Vinage, perché veniva prodotto con il vino proveniente dalle vigne adiacenti all’abbazia, nelle quali venivano fatte macerare alcune piante dalle riconosciute virtù. Queste piante, 14 in numero, erano le seguenti: piantaggine maggiore, piantaggine lanceolata, papavero, verbena, ranuncolo bulboso, scrofularia acquatica, ortica bianca, gramigna strisciante, veronica quercina, genziana incrociata, domatore di veleni, trifoglio bianco, chufa e farro. .
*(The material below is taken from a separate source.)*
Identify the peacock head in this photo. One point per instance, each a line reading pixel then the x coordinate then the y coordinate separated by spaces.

Santo, perché la bevanda venne benedetta e portata a contatto con le reliquie nel giorno dell’Ascensione, che era il giorno della grande processione al santuario di Sant’Antonio.
Lo stemma degli Antonini
I canonici antonine portavano un segno distintivo sui loro abiti: un Tau azzurro. Questo tau appare poi nel loro stemma. Poi, a partire dal 1502, venne posto sul petto di un’aquila nera a due teste coronata d’oro.
Infatti, a partire da questa data, l’imperatore Massimiliano d’Austria, in omaggio ai servizi resi dagli Antonini, concesse all’Ordine il diritto di aggiungere al proprio stemma l’aquila bicipite che orna quello dell’Impero austriaco.
La scelta del Tau come emblema si basa su diverse ipotesi che non si escludono a vicenda. Il Tau è la rappresentazione della croce di Cristo.
È l’ultima lettera dell’alfabeto ebraico e ha un valore simbolico nell’Antico Testamento (“il Tau sulla fronte degli uomini che soffrono e gemono”),
Il diciannovesimo dell’alfabeto greco. Porta in sé il segno della conoscenza (molti Antonini erano studiosi e uomini dotti, come Jean Borrel),
E’ anche il bastone a forma di croce a tre punte su cui si appoggiava Sant’Antonio,
E’ infine un simbolo ospedaliero (stampelle per gli storpi),
Da notare che anche San Francesco e, di conseguenza, i francescani adottarono il tau, che però non compare nel loro stemma.